Generating EOA usually involves three cryptographic steps:

1. Generating a private key (Random sampling)

   The journey to creating an EOA begins with a set of binary digits (bits) that are 2^256 long. These bits will form a non-zero number between 1 to 1.15 * 10^77. However, the most interesting thing about this number is not the size, but how it is generated. Apart from it being large, this number has to be generated in the most random way possible so that it is unique (there should be only one number in existence till eternity). To complicate things even more, the number must be generated in complete isolation from the Ethereum network. As such, there is no database/record used to cross-check if the number has already been generated and assigned to someone already. The reason is that the number will be the foundation and private key of an Ethereum address and must be kept secret. There are cryptographically secured pseudo-random number generators out there that help in creating such a number.

   // crtypo module provides cryptographic functions in Javascript
   const crypto = require('crypto');
   
   // An 8 bit typed array to store 32 unsigned integers
   // NB: Because the array is typed Uint8array it will group it bits by 8 for each index of the array
   const randomBytes = new Uint8Array(32);
   
   // fill `randomBytes` with random 256 bits - which will grouped and stored in 8 bits per index
   // `getRandomValues` is a cryptographically secure pseudo-random number generator 
   // https://developer.mozilla.org/en-US/docs/Web/API/Crypto/getRandomValues
   crypto.webcrypto.getRandomValues(randomBytes);
   
   // Convert `randomBytes` to hexadecimal string
   // [...randomBytes] => convert Uint8Array to a normal js array 
   //                     that is not restricted to hold 8 bits per index
   const secretKey = [...randomBytes].map( (val) => val.toString(16).padStart(2, "0")).join("")
   
   console.log(secretKey)
   // dab4306ba833e237658c09a6040641c5c65ae0a36337f91efc1e32690e59dc49
   

   secretKey(k) = dab4306ba833e237658c09a6040641c5c65ae0a36337f91efc1e32690e59dc49

This key is without the prefix 0x usually used to indicate a hexadecimal value.

1. Generate a public key (The two shall be one)

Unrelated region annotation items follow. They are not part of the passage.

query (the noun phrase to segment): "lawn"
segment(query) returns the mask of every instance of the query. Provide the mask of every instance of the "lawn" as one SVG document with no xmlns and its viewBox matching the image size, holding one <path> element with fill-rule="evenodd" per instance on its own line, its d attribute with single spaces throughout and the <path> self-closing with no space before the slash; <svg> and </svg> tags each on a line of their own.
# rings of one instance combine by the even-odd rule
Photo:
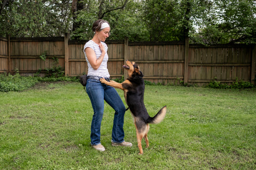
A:
<svg viewBox="0 0 256 170">
<path fill-rule="evenodd" d="M 150 125 L 144 154 L 138 154 L 129 110 L 125 140 L 133 146 L 111 146 L 114 110 L 107 104 L 101 152 L 90 144 L 93 110 L 79 83 L 0 92 L 0 169 L 256 169 L 256 90 L 146 86 L 145 103 L 151 116 L 165 105 L 167 112 Z"/>
</svg>

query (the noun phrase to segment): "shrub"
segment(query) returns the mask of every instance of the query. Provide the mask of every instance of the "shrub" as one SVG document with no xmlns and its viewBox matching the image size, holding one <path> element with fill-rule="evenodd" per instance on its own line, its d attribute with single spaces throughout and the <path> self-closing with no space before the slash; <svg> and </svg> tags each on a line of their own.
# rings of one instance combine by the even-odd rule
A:
<svg viewBox="0 0 256 170">
<path fill-rule="evenodd" d="M 19 91 L 27 89 L 34 86 L 38 80 L 31 76 L 21 76 L 19 72 L 15 75 L 0 75 L 0 91 Z"/>
</svg>

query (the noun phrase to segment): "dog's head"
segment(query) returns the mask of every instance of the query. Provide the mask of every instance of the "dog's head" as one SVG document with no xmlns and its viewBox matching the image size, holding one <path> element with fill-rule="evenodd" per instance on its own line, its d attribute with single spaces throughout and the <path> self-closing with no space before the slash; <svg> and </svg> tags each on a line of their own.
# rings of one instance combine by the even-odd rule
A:
<svg viewBox="0 0 256 170">
<path fill-rule="evenodd" d="M 129 77 L 132 76 L 139 76 L 142 78 L 143 75 L 142 72 L 140 70 L 140 67 L 134 62 L 130 62 L 126 60 L 126 63 L 127 65 L 124 65 L 123 67 L 128 70 L 128 76 Z"/>
</svg>

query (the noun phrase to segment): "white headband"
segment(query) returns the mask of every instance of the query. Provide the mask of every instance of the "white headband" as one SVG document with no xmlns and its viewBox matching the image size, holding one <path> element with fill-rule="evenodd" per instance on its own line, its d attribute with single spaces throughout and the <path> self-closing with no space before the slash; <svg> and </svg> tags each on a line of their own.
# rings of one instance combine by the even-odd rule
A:
<svg viewBox="0 0 256 170">
<path fill-rule="evenodd" d="M 104 29 L 104 28 L 107 28 L 107 27 L 110 27 L 109 26 L 108 23 L 107 23 L 107 22 L 103 22 L 101 24 L 101 27 L 100 28 L 100 29 L 102 30 L 102 29 Z"/>
</svg>

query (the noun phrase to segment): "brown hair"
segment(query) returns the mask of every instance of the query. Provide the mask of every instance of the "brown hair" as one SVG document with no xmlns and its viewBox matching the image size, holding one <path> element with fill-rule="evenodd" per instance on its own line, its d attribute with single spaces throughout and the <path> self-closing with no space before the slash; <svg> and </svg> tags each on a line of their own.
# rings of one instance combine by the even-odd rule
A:
<svg viewBox="0 0 256 170">
<path fill-rule="evenodd" d="M 101 25 L 104 22 L 107 22 L 109 25 L 109 23 L 108 23 L 108 21 L 103 20 L 98 20 L 96 21 L 95 21 L 93 24 L 92 25 L 92 31 L 93 31 L 93 32 L 100 31 Z"/>
</svg>

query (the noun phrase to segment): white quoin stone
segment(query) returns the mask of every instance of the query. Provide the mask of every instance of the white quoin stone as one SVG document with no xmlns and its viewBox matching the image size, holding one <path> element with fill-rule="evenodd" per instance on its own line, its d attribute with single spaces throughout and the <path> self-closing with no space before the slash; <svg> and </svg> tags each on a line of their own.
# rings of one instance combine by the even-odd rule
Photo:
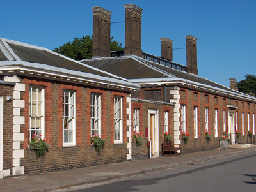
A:
<svg viewBox="0 0 256 192">
<path fill-rule="evenodd" d="M 179 90 L 170 90 L 170 94 L 179 94 Z"/>
<path fill-rule="evenodd" d="M 20 158 L 15 158 L 12 159 L 12 165 L 13 166 L 20 166 Z"/>
<path fill-rule="evenodd" d="M 25 140 L 25 135 L 24 133 L 13 133 L 13 142 L 23 142 Z"/>
<path fill-rule="evenodd" d="M 180 113 L 174 113 L 174 117 L 180 117 Z"/>
<path fill-rule="evenodd" d="M 20 108 L 13 108 L 13 116 L 20 116 Z"/>
<path fill-rule="evenodd" d="M 132 159 L 132 155 L 131 154 L 127 154 L 126 157 L 127 160 L 131 160 Z"/>
<path fill-rule="evenodd" d="M 13 100 L 20 100 L 20 92 L 13 91 Z"/>
<path fill-rule="evenodd" d="M 126 109 L 126 114 L 132 114 L 132 109 L 130 108 L 128 108 Z"/>
<path fill-rule="evenodd" d="M 180 129 L 180 126 L 174 126 L 173 129 L 174 131 L 179 131 Z"/>
<path fill-rule="evenodd" d="M 180 112 L 180 110 L 179 110 L 179 108 L 175 108 L 173 109 L 173 112 L 174 112 L 174 113 L 179 113 L 179 112 Z"/>
<path fill-rule="evenodd" d="M 25 91 L 25 84 L 17 83 L 14 86 L 13 91 Z"/>
<path fill-rule="evenodd" d="M 20 142 L 13 142 L 12 149 L 20 149 Z"/>
<path fill-rule="evenodd" d="M 174 122 L 174 126 L 180 126 L 180 122 Z"/>
<path fill-rule="evenodd" d="M 132 121 L 131 119 L 126 120 L 126 124 L 127 126 L 131 126 L 132 125 Z"/>
<path fill-rule="evenodd" d="M 132 148 L 132 144 L 131 143 L 127 143 L 127 149 L 131 149 Z"/>
<path fill-rule="evenodd" d="M 12 169 L 12 174 L 13 175 L 24 175 L 24 166 L 16 166 L 13 167 Z"/>
<path fill-rule="evenodd" d="M 126 102 L 131 103 L 132 101 L 132 98 L 131 97 L 126 98 Z"/>
<path fill-rule="evenodd" d="M 13 107 L 24 108 L 25 101 L 21 100 L 13 100 Z"/>
<path fill-rule="evenodd" d="M 174 105 L 174 108 L 180 108 L 180 104 L 175 104 L 175 105 Z"/>
<path fill-rule="evenodd" d="M 13 150 L 12 154 L 13 158 L 22 158 L 24 157 L 24 150 L 18 149 Z"/>
<path fill-rule="evenodd" d="M 179 94 L 175 94 L 173 95 L 173 99 L 180 99 L 180 96 Z"/>
<path fill-rule="evenodd" d="M 132 131 L 127 131 L 127 137 L 132 137 Z"/>
<path fill-rule="evenodd" d="M 20 124 L 13 124 L 12 131 L 13 133 L 20 133 Z"/>
</svg>

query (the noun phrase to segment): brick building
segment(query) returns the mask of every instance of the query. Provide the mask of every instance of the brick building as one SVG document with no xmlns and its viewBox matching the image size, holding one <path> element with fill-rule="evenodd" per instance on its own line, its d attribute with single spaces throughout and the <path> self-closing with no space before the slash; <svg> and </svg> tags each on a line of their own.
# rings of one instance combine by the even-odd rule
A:
<svg viewBox="0 0 256 192">
<path fill-rule="evenodd" d="M 235 90 L 234 78 L 230 89 L 198 75 L 195 37 L 186 36 L 187 66 L 173 62 L 167 38 L 161 57 L 145 53 L 143 10 L 125 8 L 124 52 L 110 52 L 111 12 L 100 7 L 92 8 L 92 59 L 0 38 L 0 178 L 157 157 L 165 131 L 182 152 L 218 147 L 225 131 L 232 144 L 236 130 L 243 142 L 255 134 L 255 98 Z M 182 131 L 191 135 L 186 145 Z M 90 144 L 94 132 L 106 140 L 100 154 Z M 50 145 L 38 158 L 28 149 L 34 133 Z"/>
<path fill-rule="evenodd" d="M 159 114 L 154 119 L 157 121 L 156 126 L 157 133 L 153 134 L 153 138 L 148 138 L 153 140 L 153 148 L 159 149 L 153 156 L 157 156 L 157 152 L 161 150 L 161 144 L 165 131 L 172 133 L 175 144 L 181 144 L 182 152 L 218 148 L 219 138 L 223 131 L 229 133 L 232 144 L 252 142 L 253 137 L 249 138 L 248 133 L 250 131 L 255 134 L 256 98 L 238 92 L 234 78 L 230 78 L 230 88 L 228 88 L 199 77 L 197 38 L 191 35 L 185 36 L 186 66 L 173 62 L 173 41 L 168 38 L 160 39 L 161 57 L 138 50 L 141 47 L 143 10 L 132 4 L 124 6 L 124 52 L 119 52 L 118 54 L 113 52 L 112 57 L 109 57 L 94 55 L 92 59 L 81 61 L 141 86 L 139 92 L 132 93 L 132 109 L 136 115 L 139 112 L 139 119 L 141 121 L 140 130 L 147 135 L 148 129 L 150 133 L 151 112 L 154 111 Z M 93 29 L 95 28 L 100 31 L 100 26 L 93 25 Z M 95 38 L 97 36 L 93 34 L 93 41 Z M 150 103 L 154 104 L 145 107 L 148 105 L 146 103 Z M 168 122 L 167 126 L 164 122 Z M 211 133 L 210 141 L 205 138 L 205 129 Z M 237 141 L 236 131 L 243 134 L 242 140 Z M 182 131 L 190 135 L 187 145 L 181 139 Z M 136 155 L 145 156 L 144 150 L 140 149 L 141 154 L 137 152 Z"/>
</svg>

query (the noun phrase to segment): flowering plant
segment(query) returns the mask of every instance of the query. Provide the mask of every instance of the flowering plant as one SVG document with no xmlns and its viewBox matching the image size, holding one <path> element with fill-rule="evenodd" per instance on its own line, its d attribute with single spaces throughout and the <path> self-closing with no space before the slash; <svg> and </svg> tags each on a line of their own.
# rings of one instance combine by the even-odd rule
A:
<svg viewBox="0 0 256 192">
<path fill-rule="evenodd" d="M 29 138 L 29 149 L 34 151 L 36 158 L 44 156 L 48 151 L 49 144 L 45 142 L 45 139 L 41 138 L 42 135 L 33 134 L 32 138 Z"/>
<path fill-rule="evenodd" d="M 228 143 L 230 142 L 230 138 L 229 138 L 229 134 L 228 132 L 223 132 L 223 135 L 220 138 L 220 140 L 221 141 L 228 141 Z"/>
<path fill-rule="evenodd" d="M 182 132 L 181 133 L 181 138 L 183 139 L 183 140 L 184 141 L 185 145 L 187 144 L 189 137 L 190 135 L 188 132 L 182 131 Z"/>
<path fill-rule="evenodd" d="M 248 135 L 250 137 L 252 137 L 252 132 L 251 131 L 248 131 Z"/>
<path fill-rule="evenodd" d="M 205 137 L 208 142 L 212 138 L 210 131 L 205 129 Z"/>
<path fill-rule="evenodd" d="M 239 131 L 236 131 L 236 137 L 237 137 L 238 138 L 242 135 L 242 133 L 240 133 Z"/>
<path fill-rule="evenodd" d="M 223 135 L 227 136 L 227 137 L 229 137 L 229 133 L 228 131 L 224 131 Z"/>
<path fill-rule="evenodd" d="M 164 141 L 168 140 L 170 141 L 172 138 L 171 133 L 168 133 L 165 131 L 164 133 Z"/>
<path fill-rule="evenodd" d="M 98 153 L 100 153 L 101 149 L 105 145 L 105 140 L 100 137 L 100 135 L 94 133 L 94 135 L 91 137 L 91 144 L 95 147 L 95 150 Z"/>
<path fill-rule="evenodd" d="M 143 142 L 142 138 L 143 136 L 143 135 L 142 135 L 141 132 L 140 133 L 138 131 L 133 131 L 133 142 L 136 142 L 138 146 L 142 144 L 142 142 Z"/>
</svg>

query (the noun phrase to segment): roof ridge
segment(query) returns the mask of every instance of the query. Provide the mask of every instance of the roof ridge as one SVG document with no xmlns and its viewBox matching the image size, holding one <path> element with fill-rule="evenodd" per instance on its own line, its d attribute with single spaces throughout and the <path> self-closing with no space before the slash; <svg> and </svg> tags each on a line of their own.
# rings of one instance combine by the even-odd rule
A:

   Once the private key has been generated, a cryptographic process (elliptic curve) is used to generate another key (called the public key) from the private key.

   Elliptic curve cryptography is a unidirectional mathematical manipulation. So if two numbers (x and y) are multiplied to get z, you will not be able to find y if you know z and x. When the private key (k) is put through the elliptic curve (C) manipulation two 32 bytes values (p1 and p2 ) are generated as output and the resulting two numbers are concatenated to form the public key (P).

   So we have that: C(k) = p1 , p2 and p1 + p2 = P

   Because elliptic curve cryptography is not reversible, the public key (P) cannot be used to deduce the private key even if it's shared.

   Ethereum uses an elliptic curve called secp256k1 same as Bitcoin.

   There are a number of serialization used for different types of elliptic curve public keys based on the length of the public key. Ethereum public key has a length of 65 and as such the key is prefixed with 04.

   // install elliptic curve pacakge (https://www.npmjs.com/package/elliptic)
   // npm i elliptic 
   const ec = new EC('secp256k1');
   
   // Generate key pair from secrete key
   const keyPair = ec.keyFromPrivate(secretKey);
   
   // Extract key uncompressed 65 bytes public key
   // returns 04 + (x coordinate + y coordinate) hex string
   const publicKey = keyPair.getPublic(false, "hex");
   console.log(publicKey);
   //04fe58f7b80f827ec2161cc6f490572086218e5f6edff85881db22c47d364850c7abe7119429acaee6444d8f7a76fdec798132935390d6224c8124ab7e5ae88381
   

   P = 04 fe58f7b80f827ec2161cc6f490572086218e5f6edff85881db22c47d364850c7 abe7119429acaee6444d8f7a76fdec798132935390d6224c8124ab7e5ae88381

2. Convert the public key to an address (Hash state)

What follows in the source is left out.